I’ve been thinking about this for a while and have decided to finally write about it. This is basically an open letter to the people that write email clients and/or spam filtering services or software.
Spam is an issue that effects everyone I know – even my mom sometimes calls me and asks what to do with the emails that she doesn’t understand why she received.
I’ve been looking for a good spam solution for the past couple of years, but to be honest, I haven’t really found anything that I’m 100% happy with.
I think a big part of the problem is simply the fact that all email clients that I’m aware of define spam as black or white. While it’s usually obvious to a human eye if an email is spam, to a computer program, it’ll always be shades of grey.
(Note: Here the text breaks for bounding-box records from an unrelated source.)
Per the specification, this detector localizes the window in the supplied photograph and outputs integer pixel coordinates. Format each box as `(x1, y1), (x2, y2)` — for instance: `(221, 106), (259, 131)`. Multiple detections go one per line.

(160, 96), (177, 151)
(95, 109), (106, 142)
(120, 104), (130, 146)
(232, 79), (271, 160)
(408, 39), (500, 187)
What usually happens when a computer tries to determine if an email is spam is that it goes through a number of “tests”. Think of it as checklist that the computer is going through – like a 100 point inspection given to a used car (some questions are worth more than others). At the end of this process, the computer gives the the email a “spam score”.
Lets say a score of zero means that the email is for sure not spam and a score of 100 means the email is for sure spam. In reality, very few emails get a score of 100. Spammers are getting better at “passing the tests”. What happens is that the computer decides that if an email is above a certain threshold, lets say 80, then the email is flagged as spam and goes into your “spam box”.
Some of the better spam services do indeed allow you to define how aggressive you want them to be – in other words, what number to use for the threshold that splits between spam and non spam.
The problem is that if you aren’t aggressive enough, to many spam emails are not getting tagged as spam (called false negatives) and if you are to aggressive, you start tagging non spam emails as spam (false positives).
My proposal is to simply:
- Expose the internal spam score to the user.
- Be able to sort by the spam score column.
That way, if I receive 100 emails a day which the computer thinks is spam, I don’t really have to skim through all 100 to make sure I didn’t miss anything. I can just check the ones that are borderline and go ahead and delete the rest.
Of course, this does give spammers a tool which makes it easier for them to check how “spammy” an email is, but they’d be able to check in any case.